Of the total of 38 aircraft that TUIfly will operate from 2010, 17 planes will be chartered to Air Berlin via a long-term Wet Lease (i.e. including the crews). This strategic alliance gives Air Berlin access to three economically highly interesting markets: Cologne, Stuttgart and Italy. "With the strategic partnership, we are acquiring a primarily complementary European route network, thereby strengthening the position of TUIfly and Air Berlin in this challenging economic environment. At the same time, our flight program will become more attractive for business passengers in Europe, because important metropolitan areas will now be even better served, due to the strategic cooperation," stated Joachim Hunold. "In total, we expect synergies of EUR 20 million to be obtained from acquiring the city connections from TUIfly," stated Ulf Hüttmeyer in Berlin on March 30.
In 2008, the total number of airplanes increased by one, to 125 (2007: 124). However, the composition of the fleet changed drastically: As planned, a total of 23 new planes featuring state-of-the-art technology have replaced older planes which had a higher fuel consumption and lower efficiency. For instance, all ten Fokker 100s and all ten Boeing 737-300s have been replaced. In this manner, Air Berlin's fleet became even younger. Whereas the average age of the fleet amounted to 5.2 years in 2007, by the end of 2008, the average age had dropped to 4.6 years.
Outlook for Air Berlin
Over the next two business years, Air Berlin will especially focus on further strengthening profitability. For that purpose, the successfully implemented "Jump" performance program, which has led to a significant improvement of turnover, income per available seat kilometer (ASK) and revenue per passenger kilometer (RPK), will be of prime importance.
Operations will be subjected to a continuous and strict cost control, and any opportunities for performance improvement on the ground and in the air will be consistently explored and implemented. In this context, the introduction of the latest technologies, such as the Q400 turboprop aircraft, first used in 2008 and featuring significantly lower fuel consumption, is of great importance. Air Berlin had ordered a total of ten Q400s, two of which were put into service in 2008. The remaining eight aircraft are expected to be put into operation by August 2009, replacing older aircraft.
In addition to the consistent improvement of operational performance, Air Berlin's priority lies in strengthening its balance sheet. For instance, the company intends to reduce indebtedness in a targeted manner, by selling strategically unnecessary assets or activities. In January 2009, concrete negotiations regarding some of these measures already took place.
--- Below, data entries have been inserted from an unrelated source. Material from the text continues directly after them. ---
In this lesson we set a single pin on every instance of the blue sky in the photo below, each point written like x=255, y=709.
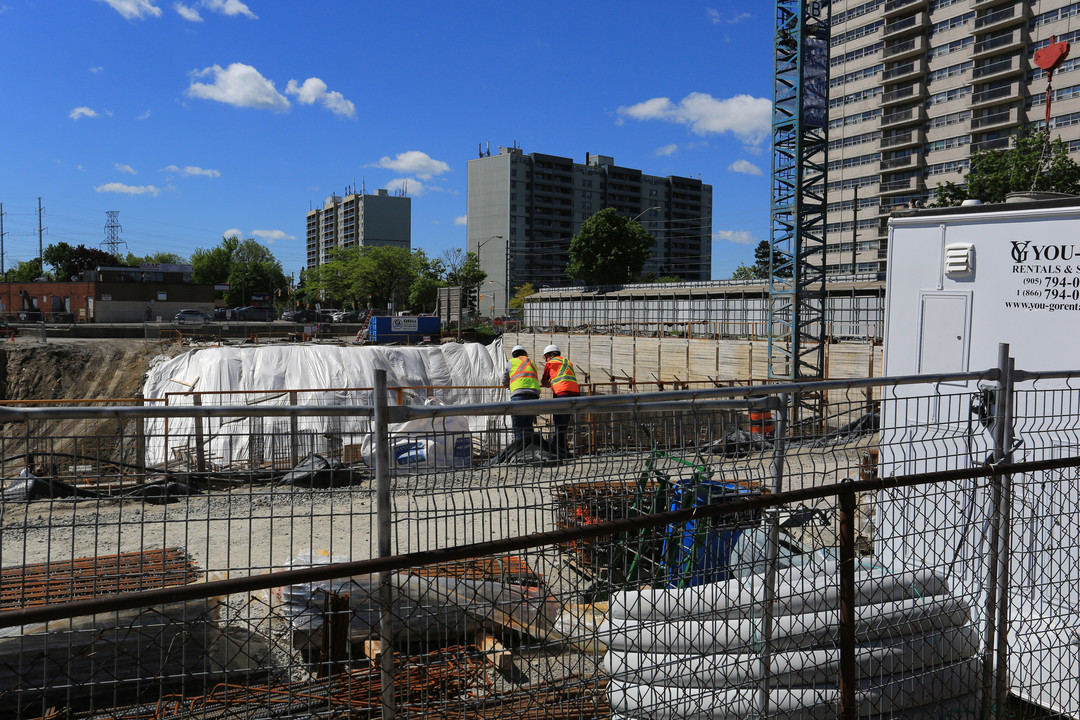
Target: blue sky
x=202, y=118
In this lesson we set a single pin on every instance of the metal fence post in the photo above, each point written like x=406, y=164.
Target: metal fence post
x=380, y=428
x=849, y=708
x=200, y=450
x=1004, y=539
x=294, y=432
x=989, y=681
x=771, y=557
x=139, y=437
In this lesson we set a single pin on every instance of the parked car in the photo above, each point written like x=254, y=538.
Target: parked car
x=197, y=316
x=254, y=313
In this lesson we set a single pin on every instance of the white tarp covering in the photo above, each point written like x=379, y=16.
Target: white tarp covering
x=324, y=375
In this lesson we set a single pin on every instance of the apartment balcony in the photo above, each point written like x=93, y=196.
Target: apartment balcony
x=903, y=139
x=910, y=70
x=900, y=163
x=993, y=144
x=998, y=18
x=893, y=8
x=996, y=120
x=915, y=91
x=995, y=96
x=906, y=25
x=910, y=116
x=998, y=68
x=1013, y=40
x=909, y=48
x=899, y=187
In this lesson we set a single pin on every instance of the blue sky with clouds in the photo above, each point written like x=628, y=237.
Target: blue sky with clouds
x=201, y=118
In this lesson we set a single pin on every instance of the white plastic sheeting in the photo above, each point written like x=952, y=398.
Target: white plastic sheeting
x=326, y=376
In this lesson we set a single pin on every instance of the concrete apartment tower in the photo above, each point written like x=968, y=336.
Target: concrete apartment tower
x=523, y=209
x=359, y=219
x=915, y=87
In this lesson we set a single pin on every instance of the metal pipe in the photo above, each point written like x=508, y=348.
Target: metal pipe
x=771, y=554
x=986, y=690
x=380, y=432
x=849, y=708
x=1004, y=554
x=294, y=432
x=323, y=572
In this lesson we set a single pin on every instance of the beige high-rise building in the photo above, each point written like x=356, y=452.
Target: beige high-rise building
x=359, y=219
x=915, y=87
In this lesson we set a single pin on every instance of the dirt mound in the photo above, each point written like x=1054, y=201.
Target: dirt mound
x=67, y=369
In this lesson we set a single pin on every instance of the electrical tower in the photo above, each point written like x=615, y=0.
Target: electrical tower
x=797, y=219
x=112, y=242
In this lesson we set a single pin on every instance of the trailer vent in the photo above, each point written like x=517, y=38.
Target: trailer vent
x=960, y=260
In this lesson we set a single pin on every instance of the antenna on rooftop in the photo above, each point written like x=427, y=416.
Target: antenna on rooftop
x=112, y=242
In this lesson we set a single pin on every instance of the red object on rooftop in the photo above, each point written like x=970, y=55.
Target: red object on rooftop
x=1051, y=57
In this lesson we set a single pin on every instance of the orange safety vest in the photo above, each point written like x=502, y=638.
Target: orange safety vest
x=523, y=375
x=563, y=379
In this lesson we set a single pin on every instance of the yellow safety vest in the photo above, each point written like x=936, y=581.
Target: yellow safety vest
x=523, y=375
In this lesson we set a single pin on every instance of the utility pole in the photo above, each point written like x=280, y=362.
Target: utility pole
x=41, y=254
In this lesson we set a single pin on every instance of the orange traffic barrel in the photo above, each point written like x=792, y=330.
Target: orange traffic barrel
x=760, y=422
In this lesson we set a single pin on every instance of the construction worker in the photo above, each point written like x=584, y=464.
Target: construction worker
x=558, y=375
x=521, y=377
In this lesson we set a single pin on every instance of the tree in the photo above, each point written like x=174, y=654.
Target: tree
x=517, y=301
x=462, y=270
x=763, y=262
x=154, y=258
x=1033, y=163
x=70, y=262
x=744, y=272
x=608, y=249
x=27, y=271
x=246, y=266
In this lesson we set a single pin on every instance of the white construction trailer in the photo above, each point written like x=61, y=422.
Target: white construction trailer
x=960, y=282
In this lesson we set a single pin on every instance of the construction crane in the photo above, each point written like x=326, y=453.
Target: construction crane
x=797, y=218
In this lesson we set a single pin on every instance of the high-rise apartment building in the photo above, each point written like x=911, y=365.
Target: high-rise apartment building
x=359, y=219
x=915, y=87
x=523, y=209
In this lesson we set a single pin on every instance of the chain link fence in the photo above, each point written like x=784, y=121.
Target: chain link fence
x=910, y=551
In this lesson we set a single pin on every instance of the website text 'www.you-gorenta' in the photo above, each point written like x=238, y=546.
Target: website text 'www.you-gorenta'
x=1048, y=307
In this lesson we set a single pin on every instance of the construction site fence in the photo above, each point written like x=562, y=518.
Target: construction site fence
x=711, y=552
x=854, y=314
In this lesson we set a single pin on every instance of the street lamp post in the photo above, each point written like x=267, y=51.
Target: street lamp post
x=480, y=246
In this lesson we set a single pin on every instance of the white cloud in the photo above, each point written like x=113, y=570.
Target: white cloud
x=122, y=189
x=240, y=85
x=191, y=171
x=187, y=13
x=134, y=10
x=415, y=162
x=83, y=111
x=716, y=18
x=314, y=90
x=738, y=236
x=745, y=117
x=406, y=185
x=270, y=235
x=229, y=8
x=744, y=166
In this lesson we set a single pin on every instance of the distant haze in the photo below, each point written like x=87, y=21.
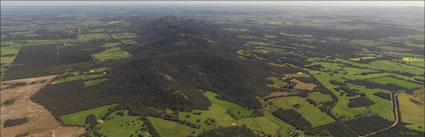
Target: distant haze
x=260, y=3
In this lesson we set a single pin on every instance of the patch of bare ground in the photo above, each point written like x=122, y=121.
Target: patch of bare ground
x=41, y=123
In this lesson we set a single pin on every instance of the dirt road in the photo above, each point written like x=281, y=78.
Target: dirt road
x=41, y=123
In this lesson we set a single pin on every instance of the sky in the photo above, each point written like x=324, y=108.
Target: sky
x=300, y=3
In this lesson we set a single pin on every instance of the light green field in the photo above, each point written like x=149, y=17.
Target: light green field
x=125, y=35
x=76, y=75
x=366, y=42
x=167, y=128
x=123, y=126
x=341, y=109
x=307, y=110
x=94, y=82
x=95, y=36
x=319, y=97
x=109, y=45
x=232, y=108
x=215, y=112
x=98, y=70
x=390, y=80
x=236, y=29
x=362, y=58
x=260, y=124
x=245, y=36
x=79, y=118
x=128, y=41
x=112, y=54
x=296, y=35
x=408, y=40
x=276, y=82
x=382, y=107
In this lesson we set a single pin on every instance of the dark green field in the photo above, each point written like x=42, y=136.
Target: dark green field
x=223, y=71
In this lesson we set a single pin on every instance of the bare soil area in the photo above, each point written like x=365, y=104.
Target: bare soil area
x=41, y=122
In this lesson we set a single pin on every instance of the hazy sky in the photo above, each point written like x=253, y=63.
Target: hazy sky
x=302, y=3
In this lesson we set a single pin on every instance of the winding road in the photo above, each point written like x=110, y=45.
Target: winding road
x=394, y=98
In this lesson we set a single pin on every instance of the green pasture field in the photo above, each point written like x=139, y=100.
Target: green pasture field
x=276, y=82
x=236, y=30
x=98, y=70
x=366, y=42
x=250, y=37
x=76, y=75
x=79, y=118
x=167, y=128
x=296, y=35
x=307, y=110
x=319, y=97
x=125, y=35
x=235, y=109
x=382, y=107
x=390, y=80
x=128, y=41
x=341, y=109
x=109, y=45
x=94, y=82
x=123, y=126
x=94, y=36
x=115, y=53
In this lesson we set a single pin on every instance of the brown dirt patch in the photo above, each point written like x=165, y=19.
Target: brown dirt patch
x=304, y=86
x=41, y=122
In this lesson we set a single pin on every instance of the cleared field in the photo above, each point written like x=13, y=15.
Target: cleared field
x=296, y=35
x=123, y=35
x=307, y=110
x=115, y=53
x=233, y=109
x=319, y=97
x=382, y=107
x=108, y=45
x=79, y=118
x=76, y=75
x=128, y=41
x=366, y=42
x=260, y=124
x=94, y=82
x=93, y=37
x=411, y=112
x=123, y=126
x=167, y=128
x=40, y=121
x=390, y=80
x=362, y=58
x=276, y=82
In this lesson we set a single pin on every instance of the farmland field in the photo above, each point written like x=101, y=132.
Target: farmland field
x=220, y=70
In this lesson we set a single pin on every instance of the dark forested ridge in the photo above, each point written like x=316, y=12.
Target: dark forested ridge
x=225, y=71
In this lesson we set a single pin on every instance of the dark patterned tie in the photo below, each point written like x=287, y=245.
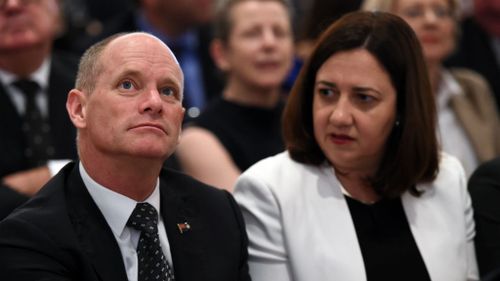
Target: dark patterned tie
x=36, y=129
x=152, y=263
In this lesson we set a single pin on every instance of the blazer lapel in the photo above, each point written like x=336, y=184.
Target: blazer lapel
x=479, y=134
x=97, y=239
x=184, y=230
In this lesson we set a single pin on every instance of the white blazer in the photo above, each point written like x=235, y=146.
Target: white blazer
x=300, y=228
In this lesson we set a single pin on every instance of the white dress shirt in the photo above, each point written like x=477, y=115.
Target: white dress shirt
x=300, y=228
x=116, y=209
x=41, y=76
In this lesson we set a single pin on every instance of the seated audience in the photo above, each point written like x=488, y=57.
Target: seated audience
x=117, y=214
x=484, y=188
x=362, y=192
x=479, y=43
x=468, y=123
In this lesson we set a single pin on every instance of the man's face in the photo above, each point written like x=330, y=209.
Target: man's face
x=28, y=23
x=135, y=110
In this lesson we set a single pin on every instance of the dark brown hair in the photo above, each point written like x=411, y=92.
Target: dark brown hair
x=411, y=154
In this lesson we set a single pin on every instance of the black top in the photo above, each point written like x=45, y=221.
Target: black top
x=387, y=245
x=248, y=133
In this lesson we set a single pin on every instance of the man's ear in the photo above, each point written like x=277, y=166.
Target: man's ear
x=218, y=50
x=76, y=107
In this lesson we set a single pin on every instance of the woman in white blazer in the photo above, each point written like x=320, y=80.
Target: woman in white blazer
x=362, y=192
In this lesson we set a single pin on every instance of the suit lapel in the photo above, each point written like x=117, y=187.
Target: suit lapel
x=97, y=239
x=478, y=133
x=186, y=247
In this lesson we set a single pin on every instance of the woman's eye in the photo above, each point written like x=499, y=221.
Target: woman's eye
x=126, y=85
x=326, y=92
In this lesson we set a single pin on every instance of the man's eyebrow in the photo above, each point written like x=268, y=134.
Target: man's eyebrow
x=366, y=89
x=129, y=72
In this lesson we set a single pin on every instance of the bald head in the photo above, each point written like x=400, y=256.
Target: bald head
x=91, y=63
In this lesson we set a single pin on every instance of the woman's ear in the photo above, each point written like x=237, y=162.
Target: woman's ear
x=76, y=107
x=218, y=50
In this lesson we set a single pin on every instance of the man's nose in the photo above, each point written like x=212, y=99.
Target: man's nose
x=152, y=101
x=341, y=114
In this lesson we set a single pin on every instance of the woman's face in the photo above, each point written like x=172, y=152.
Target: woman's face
x=259, y=50
x=434, y=24
x=354, y=110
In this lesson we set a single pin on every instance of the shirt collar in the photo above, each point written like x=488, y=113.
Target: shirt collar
x=448, y=88
x=41, y=75
x=116, y=207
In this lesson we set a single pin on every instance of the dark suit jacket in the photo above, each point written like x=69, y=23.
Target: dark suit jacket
x=60, y=234
x=61, y=81
x=484, y=189
x=474, y=51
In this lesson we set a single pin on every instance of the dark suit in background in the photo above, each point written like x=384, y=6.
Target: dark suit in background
x=12, y=144
x=61, y=234
x=474, y=51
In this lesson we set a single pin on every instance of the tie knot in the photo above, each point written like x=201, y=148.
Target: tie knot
x=144, y=218
x=28, y=87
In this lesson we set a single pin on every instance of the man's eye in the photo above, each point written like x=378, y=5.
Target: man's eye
x=126, y=85
x=326, y=92
x=365, y=98
x=167, y=91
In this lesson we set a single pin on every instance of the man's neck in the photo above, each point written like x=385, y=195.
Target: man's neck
x=253, y=96
x=134, y=178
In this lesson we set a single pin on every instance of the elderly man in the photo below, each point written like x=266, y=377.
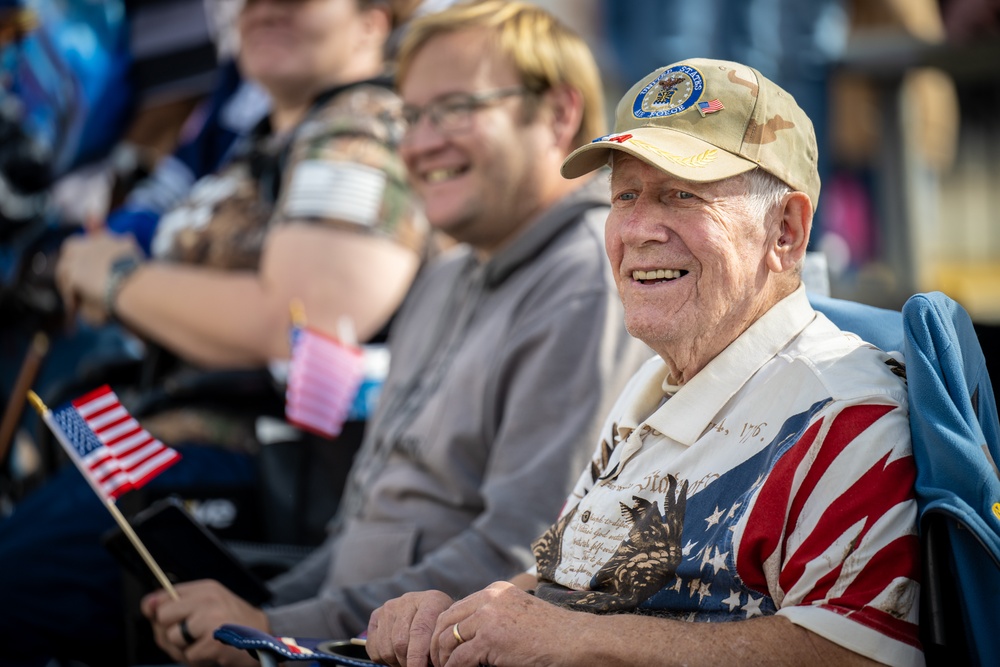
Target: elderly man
x=758, y=470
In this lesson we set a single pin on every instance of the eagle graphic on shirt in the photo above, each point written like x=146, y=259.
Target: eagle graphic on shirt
x=642, y=564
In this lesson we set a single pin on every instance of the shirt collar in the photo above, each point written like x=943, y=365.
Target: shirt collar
x=691, y=410
x=529, y=243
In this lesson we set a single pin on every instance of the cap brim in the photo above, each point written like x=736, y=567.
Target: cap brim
x=668, y=150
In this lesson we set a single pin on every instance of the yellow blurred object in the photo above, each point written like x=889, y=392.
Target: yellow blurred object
x=975, y=285
x=931, y=97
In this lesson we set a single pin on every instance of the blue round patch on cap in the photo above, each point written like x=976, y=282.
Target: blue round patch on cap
x=674, y=91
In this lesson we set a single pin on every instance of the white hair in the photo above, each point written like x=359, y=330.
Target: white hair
x=764, y=192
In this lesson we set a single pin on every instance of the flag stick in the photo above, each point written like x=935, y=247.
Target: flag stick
x=25, y=378
x=109, y=502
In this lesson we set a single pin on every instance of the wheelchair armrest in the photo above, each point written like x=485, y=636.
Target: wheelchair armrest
x=240, y=390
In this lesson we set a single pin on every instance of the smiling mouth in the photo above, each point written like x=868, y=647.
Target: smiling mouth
x=442, y=175
x=657, y=276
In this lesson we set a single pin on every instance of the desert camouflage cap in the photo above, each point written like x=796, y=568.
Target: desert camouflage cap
x=705, y=120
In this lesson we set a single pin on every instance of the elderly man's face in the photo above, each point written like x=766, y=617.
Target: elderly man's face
x=687, y=258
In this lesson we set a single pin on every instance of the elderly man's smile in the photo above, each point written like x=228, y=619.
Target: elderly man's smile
x=653, y=276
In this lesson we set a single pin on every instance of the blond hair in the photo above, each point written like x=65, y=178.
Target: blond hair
x=545, y=52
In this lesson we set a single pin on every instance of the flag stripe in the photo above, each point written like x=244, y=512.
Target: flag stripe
x=116, y=452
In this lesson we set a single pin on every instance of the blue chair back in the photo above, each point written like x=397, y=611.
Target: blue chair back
x=956, y=447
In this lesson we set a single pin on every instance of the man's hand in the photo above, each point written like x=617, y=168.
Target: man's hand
x=400, y=631
x=504, y=626
x=203, y=606
x=82, y=271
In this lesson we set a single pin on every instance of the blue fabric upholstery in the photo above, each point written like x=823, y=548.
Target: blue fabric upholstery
x=953, y=422
x=880, y=327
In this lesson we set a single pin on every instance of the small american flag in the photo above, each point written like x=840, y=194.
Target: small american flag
x=323, y=380
x=112, y=448
x=705, y=108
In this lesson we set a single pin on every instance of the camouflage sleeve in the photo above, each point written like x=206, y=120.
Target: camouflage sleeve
x=344, y=170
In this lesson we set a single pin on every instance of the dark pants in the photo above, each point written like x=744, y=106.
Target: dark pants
x=60, y=590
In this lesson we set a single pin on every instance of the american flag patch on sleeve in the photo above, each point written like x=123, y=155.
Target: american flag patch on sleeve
x=345, y=191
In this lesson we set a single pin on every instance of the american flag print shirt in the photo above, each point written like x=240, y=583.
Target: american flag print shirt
x=778, y=480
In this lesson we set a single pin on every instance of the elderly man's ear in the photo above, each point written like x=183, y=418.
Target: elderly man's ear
x=788, y=247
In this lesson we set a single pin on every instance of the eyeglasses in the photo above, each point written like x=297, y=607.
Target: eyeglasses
x=453, y=113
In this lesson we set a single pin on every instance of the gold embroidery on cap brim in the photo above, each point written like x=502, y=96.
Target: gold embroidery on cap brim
x=695, y=161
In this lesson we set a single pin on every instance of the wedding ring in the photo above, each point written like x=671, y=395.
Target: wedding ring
x=185, y=633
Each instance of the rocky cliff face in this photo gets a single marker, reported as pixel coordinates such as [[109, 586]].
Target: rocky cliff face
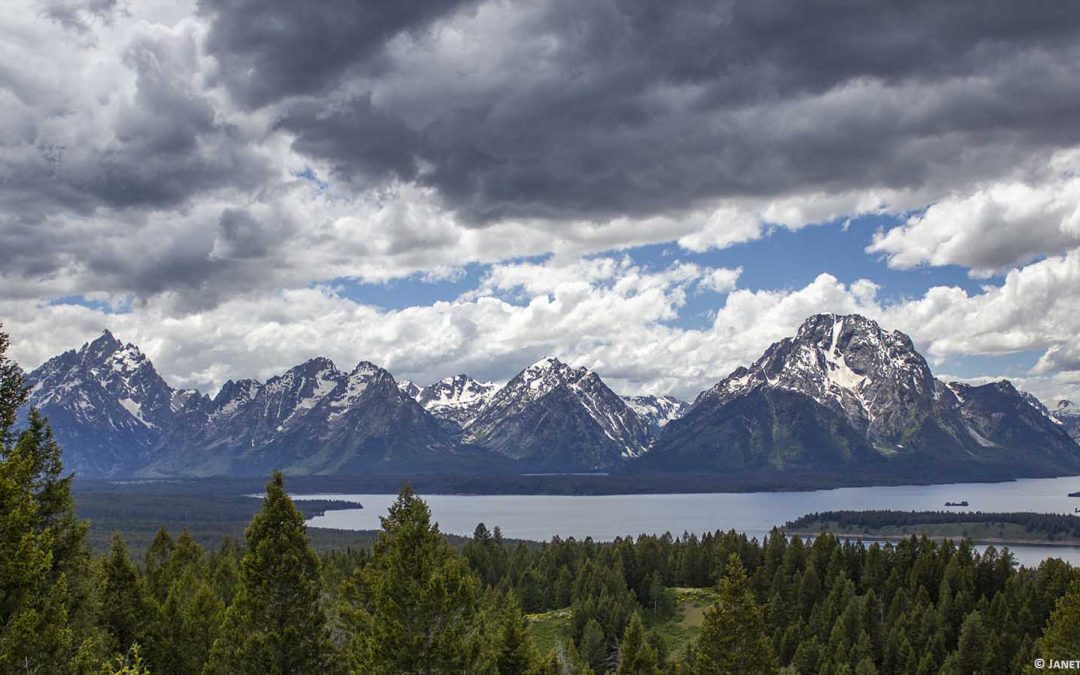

Air Berlin does not strive to expand its existing route network at the expense of profitability. Nevertheless, opportunities for growth will continue to be exploited in the future, provided that corresponding income prospects are present. This applies particularly to the expansion of attractive routes and feeder networks, together with our strategic partners, and to our increased targeting of select clients, such as business passengers. For the current business year, Air Berlin intends to transport up to 27.3 million passengers, with a seat capacity utilization ranging from 77 to 77.6 percent. According to Ulf Hüttmeyer, Air Berlin aims to improve its EBIT as compared to that of the previous year.